Artikelen bij COM(2005)661 - Aanduiding van het land van oorsprong op bepaalde producten uit derde landen

Dit is een beperkte versie

U kijkt naar een beperkte versie van dit dossier in de EU Monitor.


Artikel 1

1. Deze verordening is van toepassing op industrieproducten met uitzondering van visserij- en aquacultuurproducten zoals gedefinieerd in artikel 1 van Verordening (EG) nr. 104/2000 en met uitzondering van levensmiddelen zoals gedefinieerd in artikel 2 van Verordening (EG) nr. 178/2002 van het Europees Parlement en van de Raad.
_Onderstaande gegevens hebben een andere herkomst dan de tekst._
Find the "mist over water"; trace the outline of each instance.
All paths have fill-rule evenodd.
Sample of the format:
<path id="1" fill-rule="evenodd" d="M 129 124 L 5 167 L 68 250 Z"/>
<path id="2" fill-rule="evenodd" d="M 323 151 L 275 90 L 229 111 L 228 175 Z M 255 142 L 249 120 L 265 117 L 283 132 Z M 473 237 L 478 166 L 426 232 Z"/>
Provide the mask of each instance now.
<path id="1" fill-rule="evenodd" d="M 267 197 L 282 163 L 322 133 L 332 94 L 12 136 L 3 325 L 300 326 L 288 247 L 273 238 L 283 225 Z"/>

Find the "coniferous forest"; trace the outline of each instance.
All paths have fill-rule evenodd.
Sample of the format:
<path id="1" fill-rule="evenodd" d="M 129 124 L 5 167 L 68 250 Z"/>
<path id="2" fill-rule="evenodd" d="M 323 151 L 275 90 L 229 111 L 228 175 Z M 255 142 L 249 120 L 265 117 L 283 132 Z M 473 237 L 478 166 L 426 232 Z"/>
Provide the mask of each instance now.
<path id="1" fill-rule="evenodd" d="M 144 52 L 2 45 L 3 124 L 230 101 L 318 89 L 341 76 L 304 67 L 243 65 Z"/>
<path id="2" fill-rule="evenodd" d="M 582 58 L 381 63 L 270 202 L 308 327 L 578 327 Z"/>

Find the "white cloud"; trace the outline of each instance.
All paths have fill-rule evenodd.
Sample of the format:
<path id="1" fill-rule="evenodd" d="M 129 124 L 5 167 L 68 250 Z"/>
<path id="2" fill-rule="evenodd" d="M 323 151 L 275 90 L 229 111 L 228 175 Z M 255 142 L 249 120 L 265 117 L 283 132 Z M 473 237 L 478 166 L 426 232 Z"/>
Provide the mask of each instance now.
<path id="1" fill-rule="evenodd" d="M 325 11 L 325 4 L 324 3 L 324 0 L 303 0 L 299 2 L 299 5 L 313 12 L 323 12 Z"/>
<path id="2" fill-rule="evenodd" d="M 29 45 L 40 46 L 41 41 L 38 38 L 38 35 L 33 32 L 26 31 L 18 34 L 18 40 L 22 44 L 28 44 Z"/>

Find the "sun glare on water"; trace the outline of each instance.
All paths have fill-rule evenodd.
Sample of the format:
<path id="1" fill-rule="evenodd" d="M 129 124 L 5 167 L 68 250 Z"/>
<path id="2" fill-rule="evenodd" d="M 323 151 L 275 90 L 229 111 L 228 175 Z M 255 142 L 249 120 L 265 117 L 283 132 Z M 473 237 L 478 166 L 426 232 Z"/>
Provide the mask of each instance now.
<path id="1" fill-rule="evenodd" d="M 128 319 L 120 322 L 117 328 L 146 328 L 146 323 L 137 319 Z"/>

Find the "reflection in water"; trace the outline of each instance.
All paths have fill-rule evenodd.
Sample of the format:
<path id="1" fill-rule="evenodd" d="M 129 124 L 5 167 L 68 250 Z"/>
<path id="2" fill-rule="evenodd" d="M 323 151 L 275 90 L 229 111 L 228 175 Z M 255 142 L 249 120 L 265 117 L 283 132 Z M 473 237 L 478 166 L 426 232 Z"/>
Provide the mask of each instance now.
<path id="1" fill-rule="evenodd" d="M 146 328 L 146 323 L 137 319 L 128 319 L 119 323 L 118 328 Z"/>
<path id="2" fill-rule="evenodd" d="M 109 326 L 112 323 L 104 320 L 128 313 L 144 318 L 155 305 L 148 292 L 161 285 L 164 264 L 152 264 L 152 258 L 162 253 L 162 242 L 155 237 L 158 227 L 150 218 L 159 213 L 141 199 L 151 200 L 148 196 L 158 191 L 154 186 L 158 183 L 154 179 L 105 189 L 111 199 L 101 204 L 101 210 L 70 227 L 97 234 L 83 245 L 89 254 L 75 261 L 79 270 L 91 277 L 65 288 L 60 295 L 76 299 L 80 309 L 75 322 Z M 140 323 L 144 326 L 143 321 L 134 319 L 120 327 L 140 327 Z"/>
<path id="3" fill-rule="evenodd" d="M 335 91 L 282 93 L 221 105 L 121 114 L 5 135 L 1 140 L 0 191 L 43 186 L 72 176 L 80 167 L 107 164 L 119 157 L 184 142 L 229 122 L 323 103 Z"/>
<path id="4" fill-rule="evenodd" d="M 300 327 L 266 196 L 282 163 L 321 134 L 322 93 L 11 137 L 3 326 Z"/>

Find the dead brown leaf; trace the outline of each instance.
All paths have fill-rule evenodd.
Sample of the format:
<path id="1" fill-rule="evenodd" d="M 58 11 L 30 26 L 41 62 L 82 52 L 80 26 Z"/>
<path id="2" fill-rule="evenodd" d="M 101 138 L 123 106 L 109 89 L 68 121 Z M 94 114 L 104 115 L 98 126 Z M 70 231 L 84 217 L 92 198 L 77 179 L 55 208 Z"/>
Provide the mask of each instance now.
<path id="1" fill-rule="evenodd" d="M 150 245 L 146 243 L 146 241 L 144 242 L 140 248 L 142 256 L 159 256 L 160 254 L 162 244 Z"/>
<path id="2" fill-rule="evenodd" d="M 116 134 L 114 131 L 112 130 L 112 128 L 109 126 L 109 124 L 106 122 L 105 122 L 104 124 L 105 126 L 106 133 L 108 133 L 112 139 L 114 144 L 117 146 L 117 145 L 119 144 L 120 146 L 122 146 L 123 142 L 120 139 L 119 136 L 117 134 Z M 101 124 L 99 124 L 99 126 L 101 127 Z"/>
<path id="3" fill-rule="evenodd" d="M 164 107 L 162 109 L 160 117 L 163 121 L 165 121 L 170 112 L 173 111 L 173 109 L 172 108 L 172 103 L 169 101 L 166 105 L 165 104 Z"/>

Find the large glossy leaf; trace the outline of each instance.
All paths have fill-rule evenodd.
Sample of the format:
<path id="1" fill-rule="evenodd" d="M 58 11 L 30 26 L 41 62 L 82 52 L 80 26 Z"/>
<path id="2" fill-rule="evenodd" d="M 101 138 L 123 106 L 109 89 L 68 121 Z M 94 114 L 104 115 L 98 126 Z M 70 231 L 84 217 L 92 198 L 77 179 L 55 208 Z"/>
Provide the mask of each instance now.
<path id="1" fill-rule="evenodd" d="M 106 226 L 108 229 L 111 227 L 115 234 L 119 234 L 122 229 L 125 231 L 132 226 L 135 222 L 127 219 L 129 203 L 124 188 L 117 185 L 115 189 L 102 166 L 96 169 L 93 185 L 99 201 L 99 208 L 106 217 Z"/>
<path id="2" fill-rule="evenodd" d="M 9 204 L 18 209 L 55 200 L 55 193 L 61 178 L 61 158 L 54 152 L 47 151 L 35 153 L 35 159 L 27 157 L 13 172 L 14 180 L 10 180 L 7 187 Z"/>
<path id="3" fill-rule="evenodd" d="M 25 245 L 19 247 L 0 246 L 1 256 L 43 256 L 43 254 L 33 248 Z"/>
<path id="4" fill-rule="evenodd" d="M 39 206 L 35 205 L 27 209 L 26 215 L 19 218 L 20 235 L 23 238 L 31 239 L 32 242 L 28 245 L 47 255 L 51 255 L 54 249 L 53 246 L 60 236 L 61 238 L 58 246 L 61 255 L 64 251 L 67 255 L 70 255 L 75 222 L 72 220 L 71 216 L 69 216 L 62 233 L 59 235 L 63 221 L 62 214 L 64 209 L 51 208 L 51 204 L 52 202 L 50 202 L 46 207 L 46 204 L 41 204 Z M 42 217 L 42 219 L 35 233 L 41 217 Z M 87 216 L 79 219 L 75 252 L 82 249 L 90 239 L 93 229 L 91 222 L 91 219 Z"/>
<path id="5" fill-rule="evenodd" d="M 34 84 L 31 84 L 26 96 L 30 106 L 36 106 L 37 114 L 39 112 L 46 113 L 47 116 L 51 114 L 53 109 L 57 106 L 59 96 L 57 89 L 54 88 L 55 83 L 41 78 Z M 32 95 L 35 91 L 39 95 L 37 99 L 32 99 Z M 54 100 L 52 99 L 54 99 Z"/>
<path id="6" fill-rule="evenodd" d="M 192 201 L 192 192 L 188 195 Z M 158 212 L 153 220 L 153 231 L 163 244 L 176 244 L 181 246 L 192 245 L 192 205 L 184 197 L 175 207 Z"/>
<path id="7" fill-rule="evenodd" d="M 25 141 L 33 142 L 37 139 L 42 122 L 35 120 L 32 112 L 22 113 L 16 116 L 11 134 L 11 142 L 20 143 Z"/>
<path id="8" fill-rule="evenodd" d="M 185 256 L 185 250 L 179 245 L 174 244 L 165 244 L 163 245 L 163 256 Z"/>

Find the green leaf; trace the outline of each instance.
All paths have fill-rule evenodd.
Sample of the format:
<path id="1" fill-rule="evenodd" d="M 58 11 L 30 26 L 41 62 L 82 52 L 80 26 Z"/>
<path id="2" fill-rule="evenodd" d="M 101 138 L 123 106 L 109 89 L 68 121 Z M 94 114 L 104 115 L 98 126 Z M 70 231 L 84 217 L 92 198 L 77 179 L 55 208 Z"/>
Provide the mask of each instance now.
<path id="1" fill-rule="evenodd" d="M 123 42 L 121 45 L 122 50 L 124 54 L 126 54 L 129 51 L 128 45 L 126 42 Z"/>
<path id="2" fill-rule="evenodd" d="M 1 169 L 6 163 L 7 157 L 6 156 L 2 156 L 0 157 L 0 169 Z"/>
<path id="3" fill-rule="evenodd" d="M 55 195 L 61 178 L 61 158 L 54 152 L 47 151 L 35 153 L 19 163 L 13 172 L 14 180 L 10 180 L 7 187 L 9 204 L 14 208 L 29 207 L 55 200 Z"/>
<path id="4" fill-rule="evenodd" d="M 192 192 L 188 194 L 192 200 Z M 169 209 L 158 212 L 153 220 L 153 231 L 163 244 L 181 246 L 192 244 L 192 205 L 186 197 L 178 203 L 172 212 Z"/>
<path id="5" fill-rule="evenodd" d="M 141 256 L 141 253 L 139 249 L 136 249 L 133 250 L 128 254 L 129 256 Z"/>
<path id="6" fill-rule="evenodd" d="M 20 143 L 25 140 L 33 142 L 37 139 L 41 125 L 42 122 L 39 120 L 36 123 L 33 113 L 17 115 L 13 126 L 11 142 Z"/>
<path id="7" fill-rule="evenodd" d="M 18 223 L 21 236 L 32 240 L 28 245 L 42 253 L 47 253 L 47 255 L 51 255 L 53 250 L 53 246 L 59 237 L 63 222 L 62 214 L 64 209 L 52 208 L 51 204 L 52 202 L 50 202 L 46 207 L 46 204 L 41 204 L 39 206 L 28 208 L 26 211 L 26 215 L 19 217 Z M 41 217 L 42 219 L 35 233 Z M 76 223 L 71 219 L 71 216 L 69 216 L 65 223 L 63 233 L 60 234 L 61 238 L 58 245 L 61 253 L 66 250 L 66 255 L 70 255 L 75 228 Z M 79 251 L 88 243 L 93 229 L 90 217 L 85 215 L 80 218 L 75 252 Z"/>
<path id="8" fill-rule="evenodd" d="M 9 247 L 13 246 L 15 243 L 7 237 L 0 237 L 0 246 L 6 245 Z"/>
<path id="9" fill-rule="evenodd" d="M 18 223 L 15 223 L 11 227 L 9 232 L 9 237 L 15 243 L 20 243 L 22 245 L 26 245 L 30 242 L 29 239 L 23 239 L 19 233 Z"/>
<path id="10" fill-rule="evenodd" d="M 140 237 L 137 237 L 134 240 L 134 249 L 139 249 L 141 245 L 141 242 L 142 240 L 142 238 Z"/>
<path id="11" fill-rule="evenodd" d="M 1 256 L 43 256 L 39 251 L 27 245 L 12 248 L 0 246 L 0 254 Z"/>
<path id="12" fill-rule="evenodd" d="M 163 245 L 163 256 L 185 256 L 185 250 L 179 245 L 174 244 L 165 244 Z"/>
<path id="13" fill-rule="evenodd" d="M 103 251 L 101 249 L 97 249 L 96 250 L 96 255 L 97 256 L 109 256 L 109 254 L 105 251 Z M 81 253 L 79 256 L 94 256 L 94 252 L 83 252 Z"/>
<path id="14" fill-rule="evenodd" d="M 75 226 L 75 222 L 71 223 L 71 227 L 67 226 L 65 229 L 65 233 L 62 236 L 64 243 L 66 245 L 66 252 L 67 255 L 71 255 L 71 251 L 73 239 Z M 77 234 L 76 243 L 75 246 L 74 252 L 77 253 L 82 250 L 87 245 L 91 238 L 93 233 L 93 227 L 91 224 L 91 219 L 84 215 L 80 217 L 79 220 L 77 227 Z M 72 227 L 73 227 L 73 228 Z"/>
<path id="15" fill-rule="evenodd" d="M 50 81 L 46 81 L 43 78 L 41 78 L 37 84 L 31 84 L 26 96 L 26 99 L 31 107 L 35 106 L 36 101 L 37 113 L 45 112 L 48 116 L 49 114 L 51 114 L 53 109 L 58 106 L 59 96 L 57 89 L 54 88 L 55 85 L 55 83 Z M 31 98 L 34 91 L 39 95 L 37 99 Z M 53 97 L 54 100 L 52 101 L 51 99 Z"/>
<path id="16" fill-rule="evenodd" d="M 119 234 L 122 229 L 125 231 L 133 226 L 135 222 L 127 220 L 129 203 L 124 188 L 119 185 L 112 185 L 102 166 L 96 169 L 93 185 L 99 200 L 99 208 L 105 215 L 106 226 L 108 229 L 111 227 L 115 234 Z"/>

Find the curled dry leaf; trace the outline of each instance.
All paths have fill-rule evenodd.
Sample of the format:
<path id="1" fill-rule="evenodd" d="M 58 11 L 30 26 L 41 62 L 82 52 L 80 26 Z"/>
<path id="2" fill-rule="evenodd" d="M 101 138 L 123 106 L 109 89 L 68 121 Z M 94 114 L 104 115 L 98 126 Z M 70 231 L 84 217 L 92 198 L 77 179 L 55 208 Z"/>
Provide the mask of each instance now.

2. Goederen waarvoor een oorsprongsaanduiding is vereist zijn de in de bijlage vermelde goederen uit derde landen, met uitzondering van goederen van oorsprong uit het grondgebied van de Europese Gemeenschappen, Bulgarije, Roemenië, Turkije en de partijen bij de EER-overeenkomst.

Goederen kunnen van de oorsprongsaanduiding worden vrijgesteld indien het aanbrengen van een oorsprongsaanduiding om technische of commerciële redenen onmogelijk is.

3. De termen “oorsprong” en “van oorsprong uit” verwijzen naar de niet-preferentiële oorsprong overeenkomstig de artikelen 22 tot en met 26 van het Communautair Douanewetboek.

4. “Op de markt brengen” betekent het op de EG-markt brengen van een bepaald voor eindgebruik bestemd product met het doel het te distribueren en/of te gebruiken, hetzij tegen betaling hetzij gratis.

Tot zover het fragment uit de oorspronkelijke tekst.